Page 4 of 13

CM6.{1-2,4} | CM6.{1-2,4} | Statistical Data Workflow — Summary & Reflection

KEY TAKEAWAYS

This module has walked you through the complete statistical data workflow as practised in community medicine:

Research question formulation (CM6.1): A SMART, PICO-structured research question is the starting point of every investigation — it determines design, variables, and analysis before any data are collected.

Types of data (CM6.2, CM6.4): Variables are classified by scale (nominal → ordinal → interval → ratio) and discreteness (discrete vs continuous). Scale of measurement determines which statistics and tests are valid.

Sampling techniques (CM6.4): When a census is impractical, probability sampling ensures representativeness. The five techniques — simple random, stratified, systematic, cluster, and multistage — are matched to the research context, with multistage sampling most common in large national surveys.

Classification and presentation (CM6.2): Raw data are organised into frequency distributions and presented as histograms (continuous), bar charts (discrete/categorical), pie charts (proportions), or ogives (cumulative). Histogram vs bar chart is a high-yield distinction.

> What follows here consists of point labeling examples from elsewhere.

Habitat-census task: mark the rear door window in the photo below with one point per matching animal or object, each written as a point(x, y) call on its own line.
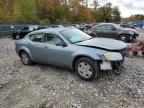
point(37, 38)
point(52, 38)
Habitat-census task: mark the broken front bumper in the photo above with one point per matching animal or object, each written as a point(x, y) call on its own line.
point(110, 65)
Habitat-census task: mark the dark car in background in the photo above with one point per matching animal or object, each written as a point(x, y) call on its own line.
point(138, 24)
point(112, 30)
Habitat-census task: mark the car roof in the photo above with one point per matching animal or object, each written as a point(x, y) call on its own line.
point(51, 29)
point(106, 24)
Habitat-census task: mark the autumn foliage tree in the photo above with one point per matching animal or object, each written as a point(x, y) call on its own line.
point(56, 12)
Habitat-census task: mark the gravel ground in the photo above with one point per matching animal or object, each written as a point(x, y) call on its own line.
point(43, 86)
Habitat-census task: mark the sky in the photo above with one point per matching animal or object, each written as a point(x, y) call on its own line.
point(127, 7)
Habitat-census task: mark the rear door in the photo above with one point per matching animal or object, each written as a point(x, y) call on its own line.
point(56, 54)
point(37, 47)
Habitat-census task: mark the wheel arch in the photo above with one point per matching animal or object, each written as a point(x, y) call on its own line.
point(27, 51)
point(80, 56)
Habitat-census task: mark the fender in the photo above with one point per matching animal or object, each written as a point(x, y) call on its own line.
point(27, 50)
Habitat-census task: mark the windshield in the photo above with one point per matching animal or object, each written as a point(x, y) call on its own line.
point(117, 26)
point(75, 36)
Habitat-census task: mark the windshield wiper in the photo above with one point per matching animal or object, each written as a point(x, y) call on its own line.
point(83, 40)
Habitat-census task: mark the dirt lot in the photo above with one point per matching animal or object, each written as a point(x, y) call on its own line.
point(43, 86)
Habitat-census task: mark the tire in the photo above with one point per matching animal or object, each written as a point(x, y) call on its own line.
point(93, 35)
point(135, 53)
point(123, 37)
point(86, 68)
point(25, 58)
point(117, 68)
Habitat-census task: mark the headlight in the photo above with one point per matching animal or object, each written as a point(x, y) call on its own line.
point(112, 56)
point(130, 32)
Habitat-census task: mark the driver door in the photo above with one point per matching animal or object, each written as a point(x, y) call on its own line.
point(56, 54)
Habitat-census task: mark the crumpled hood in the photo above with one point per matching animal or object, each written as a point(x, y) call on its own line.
point(129, 29)
point(104, 43)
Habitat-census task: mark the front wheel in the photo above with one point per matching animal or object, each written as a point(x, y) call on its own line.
point(86, 68)
point(123, 38)
point(25, 58)
point(117, 67)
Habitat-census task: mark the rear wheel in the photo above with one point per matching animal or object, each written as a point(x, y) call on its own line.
point(118, 67)
point(135, 53)
point(25, 58)
point(123, 37)
point(86, 68)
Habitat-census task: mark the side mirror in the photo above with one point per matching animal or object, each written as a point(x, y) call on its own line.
point(61, 43)
point(113, 29)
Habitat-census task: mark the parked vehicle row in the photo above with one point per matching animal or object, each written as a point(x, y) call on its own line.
point(111, 30)
point(107, 30)
point(74, 49)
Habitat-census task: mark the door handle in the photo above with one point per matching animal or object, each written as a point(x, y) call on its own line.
point(45, 47)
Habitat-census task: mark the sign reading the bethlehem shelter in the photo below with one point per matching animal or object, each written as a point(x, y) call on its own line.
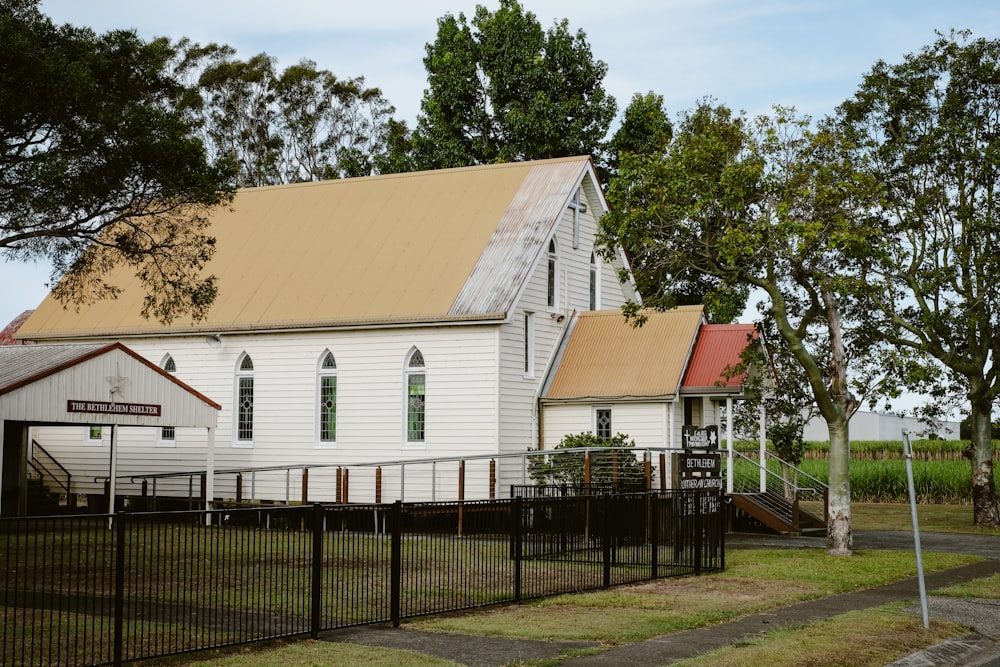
point(107, 408)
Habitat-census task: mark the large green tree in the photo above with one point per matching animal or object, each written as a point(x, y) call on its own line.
point(99, 167)
point(299, 124)
point(501, 89)
point(767, 204)
point(643, 139)
point(928, 130)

Descriptive statistics (CM6.4): Central tendency (mean for symmetric data, median for skewed/ordinal) and dispersion (SD for spread of individuals, SE for precision of the mean, CV for relative variability, IQR for skewed data) together characterise a distribution. The SD–SE distinction is clinically and statistically critical.

In the next module, these descriptive skills feed directly into hypothesis testing, probability distributions, and tests of significance — the inferential engine of community medicine research.

REFLECT

Return to the district civil surgeon's challenge in the hook: she has data from 200 households in a district of 40,000 families. Using the concepts from this module, consider: Which sampling method would give the most representative 200 households from a district spanning both urban and rural areas? If the neonatal weight data are skewed because of a few severely growth-restricted infants, should she report the mean or median birth weight to the health committee, and why? And if she wants to compare variability in neonatal weight across two talukas that have different mean weights, which measure of dispersion is most appropriate? Jot down your answers, then discuss with a classmate: do you agree on all three choices? If not, what is the reasoning behind each position?